Entre otras muchas anécdotas, recordaba que le tenía que acompañar a misa diaria al marqués y que éste le recriminaba que no entrara a la iglesia a rezar… Siempre se preocuparon más los señoritos por la salvación de las almas que por la subida de los salarios, que es una buena forma de salvar el cuerpo antes que el alma. Concluí con Virgilio que lo único terrenal que le interesaba al señorito eran las medidas de su latifundio.
De Jerez, pasando por Sevilla, llegó Virgilio a Madrid y creó una startup. Así es como se llama hoy a buscarse la vida montando un negocio que, entonces, no tenía competencia alguna: la fabricación y venta de «riquísimas empanadas chilenas». Durante años le vi llegar al Portalón, el café-galería donde recalábamos la pandilla, con su surtido de empanadas de carne y de maíz… y allí fuimos trabando amistad, ironías, risas, copas y alguna que otra partida de ajedrez en las ociosas tardes de los domingos.
El inolvidable cartel de «riquísimas empanadas chilenas» se hizo un hueco en los mejores bares de la movida madrileña de los noventa, con aquella posmodernidad alcohólica que encontraba en las empanadas de Virgilio la mejor forma de quitar el hambre de la noche, el hambre de los porros. La empanada chilena de Virgilio era un resopón cálido y sabroso después de tanta cerveza y tanto whisky.
Son incontables las veces que terminó llevándome a casa, en su furgoneta, bajo el inconfundible olor de las empanadas que habían sobrado, o que aún quedaban por repartir. Éramos, y aún somos, amigos de la calle, de las curtidas calles de aquel Madrid pasota y hoy gentrificado.
Conocer a Marcela, para Virgilio, fue su salvación. Marcela, otra exiliada, pero ella de la dictadura argentina, hizo que el negocio de las empanadas prosperase hasta cotas increíbles. Ya no solo eran los bares y cafés distinguidos los que ofrecían sus productos.

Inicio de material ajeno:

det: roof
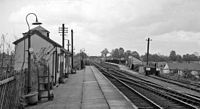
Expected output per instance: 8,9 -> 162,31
129,56 -> 142,64
13,29 -> 61,47
31,25 -> 50,33
167,63 -> 200,70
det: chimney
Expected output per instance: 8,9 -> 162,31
47,32 -> 49,38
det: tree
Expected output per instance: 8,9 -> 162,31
131,51 -> 140,59
101,48 -> 109,57
169,50 -> 177,61
183,54 -> 199,62
124,50 -> 131,60
119,47 -> 124,58
111,48 -> 119,58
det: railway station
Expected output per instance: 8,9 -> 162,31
0,0 -> 200,109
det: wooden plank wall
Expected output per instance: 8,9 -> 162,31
0,71 -> 25,109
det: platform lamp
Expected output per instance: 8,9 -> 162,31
24,13 -> 42,93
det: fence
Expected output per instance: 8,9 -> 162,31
0,71 -> 25,109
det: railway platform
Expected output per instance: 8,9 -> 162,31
26,66 -> 136,109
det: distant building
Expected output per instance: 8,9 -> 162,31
13,26 -> 70,83
162,63 -> 200,76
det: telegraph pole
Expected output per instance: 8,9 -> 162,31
147,38 -> 152,65
67,40 -> 69,51
59,24 -> 68,48
71,29 -> 75,73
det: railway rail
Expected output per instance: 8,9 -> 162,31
150,75 -> 200,92
95,64 -> 200,109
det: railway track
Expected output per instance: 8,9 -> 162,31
150,75 -> 200,92
95,64 -> 200,109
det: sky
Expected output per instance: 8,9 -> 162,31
0,0 -> 200,55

Bodas, eventos, fiestas en embajadas y, cómo no, algún cumpleaños mío en La Toscana, han tenido a las empanadas de Virgilio y Marcela como grandes protagonistas.
Ahora le ha tocado vivir a gusto la jubilación, pasear, recoger castañas, nueces, jugar a la rayuela de Cortázar por las lindes de los caminos y analizar con detalle la composición de las mazorcas de maíz, preparar ceviches, regatear un par de vinos y disfrutar de Marcela y del mar. Y, como bien me dijo el otro día, «echar unas risas con Carlitos, el risas». Que así es como se me conocía por aquel entonces.